Analysis of Podman Integration into HySDS core
Currently, HySDS uses docker as the default container engine for running the verdi job worker container (verdi
) as well as the job containers themselves. However, as of RedHat Enterprise Linux 8 and its various open-source community variants (RockyLinux, AlmaLinux, OracleLinux, and so on), support for Docker has been removed and instead replaced with Podman, an alternative container engine that touts security. From https://access.redhat.com/documentation/en-us/red_hat_enterprise_linux/8/html/building_running_and_managing_containers/assembly_starting-with-containers_building-running-and-managing-containers#con_running-containers-without-docker_assembly_starting-with-containers:
Red Hat removed the Docker container engine and the docker command from RHEL 8.
If you still want to use Docker in RHEL, you can get Docker from different upstream projects, but it is unsupported in RHEL 8.
- You can install the podman-docker package, every time you run a docker command, it actually runs a podman command.
- Podman also supports the Docker Socket API, so the podman-docker package also sets up a link between /var/run/docker.sock and /var/run/podman/podman.sock. As a result, you can continue to run your Docker API commands with docker-py and docker-compose tools without requiring the Docker daemon. Podman will service the requests.
- The podman command, like the docker command, can build container images from a Containerfile or Dockerfile. The available commands that are usable inside a Containerfile and a Dockerfile are equivalent.
- Options to the docker command that are not supported by podman include network, node, plugin (podman does not support plugins), rename (use rm and create to rename containers with podman), secret, service, stack, and swarm (podman does not support Docker Swarm). The container and image options are used to run subcommands that are used directly in podman.
Also it is important to note that some features of docker may not be implemented in podman. Please reference the podman documentation to verify the existence of any docker features in podman.
In this document, we will:
describe HySDS core’s current capability in using docker by using an example from NISAR
describe 2 designs for integrating Podman into HySDS core based on Podman’s features and security enhancements
propose the design to move forward with
NOTE: The screenshots of diagrams below are extracted from this presentation which includes animations:
Current Support for Docker
The following diagram shows the layout of a worker (verdi) EC2 instance:
Note the following assumptions which are based on NISAR’s adaptation requirements:
a verdi worker instance is an instance of an AWS autoscaling group which when instantiated
ensures the the docker daemon is running
creates an EBS volume from snapshot which contains the
verdi
container image cached along with the project specific container images (nisar_pcm
,l0a_pge
, etc.)utilizes an EBS volume for the root work directory:
/data/work
Upon bootup, the verdi worker instance starts up the verdi
container which is configured to pull jobs and publish products to its configured HySDS cluster (mozart
, metrics
, grq
, factotum
). The celery worker that is running in this hysds/verdi
container is the process that specifically pulls a job from the mozart
RabbitMQ queue its listening to. One of its main functions is to create a unique job work directory under /data/work
:
Note that to ensure containers that are run on the instance are able to read and write output to their respective work directories, the UID:GID of the user on the host that starts up the verdi
container must pass in the UID:GID via the docker option -u UID:GID
. This ensures that the user that is running in the container has the appropriate ownership attributes within the job work directory.

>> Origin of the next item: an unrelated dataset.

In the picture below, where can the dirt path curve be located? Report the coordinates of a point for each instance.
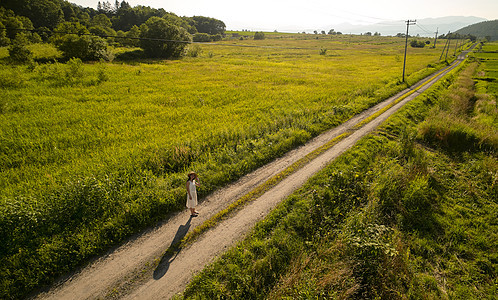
(123, 272)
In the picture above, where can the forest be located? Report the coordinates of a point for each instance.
(86, 33)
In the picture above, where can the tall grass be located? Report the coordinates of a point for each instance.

Afterwards, the celery worker is ready to startup the actual job as a container. Now this is not, in the case of docker, DinD (docker in docker). Instead, the verdi worker is able to communicate with the docker daemon on the host to spawn off other containers. Here the job that verdi pulled starts up the nisar_pcm
container which contains all the logic (pre-conditions, post-conditions, configuration, input localization, etc.) needed to successfully run a SAS (scientific algorithm software) container:
In the diagram above we see the verdi
container talk to the docker daemon running on the host to start up the nisar_pcm
container which:
starts off in the job work directory that was created for it by the
verdi
containeris given the UID:GID of the user (via
-u UID:GID
option) on the host that owns the job work directorystarts downloading inputs and creates any run configuration files needed to run the actual SAS container to produce science products
Once the nisar_pcm
container has done what it needs to do to prep for the execution of the SAS container, it itself talks to the docker daemon on the host to start up the SAS container, in this case, l0a_pge
:
In the diagram above and similar to the previous step, we see the nisar_pcm
container talk to the docker daemon running on the host to start up the l0a_pge
container which:
also starts off in the job work directory that was created by the
verdi
containeris given the UID:GID of the user (via
-u UID:GID
option) on the host that owns the job work directoryutilizes the created run configuration files and inputs downloaded by the
nisar_pcm
container to generate output products
Once the l0a_pge
container is done creating products, it exits and the container is removed. Similarly, the nisar_pcm
container will do some final things (e.g. create datasets, clean up large data files, etc.) as post-conditions and it too will exit and the container removed:
Finally, as shown above, the verdi
container will publish any output datasets it recognizes in the job work directory and pull another job to begin the whole cycle over again. In pulling the next job, verdi
will check that there is enough space to run the next job and if not, delete old work directories.
Podman
There is extensive information out there on the web on podman so we will defer to those resources:
There is a nice write up on Podman here by @Dustin Lo: https://hysds-core.atlassian.net/wiki/spaces/HYS/pages/1972895745.
In regards to integrating podman into HySDS as an alternative container runtime/engine, we will utilize the above use case described in the “Current Support for Docker” section as the baseline capability that podman needs to support and the core requirements we can extract from that use case are these:
a container should be able to CRUD (create/read/update/delete) files and directories under the host
a container (parent) should be able to run another container (child)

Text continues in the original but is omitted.